On Thu, 12 Oct 2000, Oliver Xymoron wrote:
> On Wed, 11 Oct 2000, Kiril Vidimce wrote:
>
> > My primary concern is whether a process can allocate more than 4 GB of
> > memory, rather than just be able to use more than 4 GB of physical
> > memory in the system.
>
> Define allocate. There are tricks you can play, but userspace is still a
> flat 32-bit address space per-process.
>
--- per process. Which means, in principle, that one could have 100
processes that are accessing a total of 400 Gb of virtual memory.
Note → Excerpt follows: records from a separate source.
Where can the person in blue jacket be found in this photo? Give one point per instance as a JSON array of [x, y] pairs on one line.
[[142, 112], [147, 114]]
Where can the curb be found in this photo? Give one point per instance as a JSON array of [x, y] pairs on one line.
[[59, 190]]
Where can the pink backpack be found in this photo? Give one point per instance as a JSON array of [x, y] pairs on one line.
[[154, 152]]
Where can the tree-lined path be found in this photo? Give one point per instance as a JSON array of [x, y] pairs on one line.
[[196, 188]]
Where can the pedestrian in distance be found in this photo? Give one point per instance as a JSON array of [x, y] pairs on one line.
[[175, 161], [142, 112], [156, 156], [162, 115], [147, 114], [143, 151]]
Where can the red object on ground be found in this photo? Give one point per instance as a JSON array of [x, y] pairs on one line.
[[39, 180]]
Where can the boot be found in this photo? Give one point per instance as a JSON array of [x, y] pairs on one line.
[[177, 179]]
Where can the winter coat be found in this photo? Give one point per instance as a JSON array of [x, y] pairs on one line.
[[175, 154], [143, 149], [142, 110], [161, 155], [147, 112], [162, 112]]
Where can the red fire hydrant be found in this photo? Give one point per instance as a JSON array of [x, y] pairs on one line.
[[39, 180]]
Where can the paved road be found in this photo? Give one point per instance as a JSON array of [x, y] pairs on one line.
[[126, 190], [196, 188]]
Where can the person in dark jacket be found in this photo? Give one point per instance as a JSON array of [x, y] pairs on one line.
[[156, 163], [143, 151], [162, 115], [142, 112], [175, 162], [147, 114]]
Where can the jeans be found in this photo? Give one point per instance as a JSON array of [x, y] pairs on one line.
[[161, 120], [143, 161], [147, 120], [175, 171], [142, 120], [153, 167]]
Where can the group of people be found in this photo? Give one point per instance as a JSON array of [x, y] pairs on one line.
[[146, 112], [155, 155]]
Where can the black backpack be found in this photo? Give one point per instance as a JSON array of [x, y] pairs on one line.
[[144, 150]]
It gets to be a bit less than that, though. Process virtual address
space doesn't start at 0
Script started on Thu Oct 12 13:25:45 2000
cat xxx.c
main()
{
printf("main() starts at %p\n", main);
}
# gcc -o xxx xxx.c
# ./xxx
main() starts at 0x8048488
# exit
exit
Script done on Thu Oct 12 13:26:08 2000
Cheers,
Dick Johnson
Penguin : Linux version 2.2.17 on an i686 machine (801.18 BogoMips).
"Memory is like gasoline. You use it up when you are running. Of
course you get it all back when you reboot..."; Actual explanation
obtained from the Micro$oft help desk.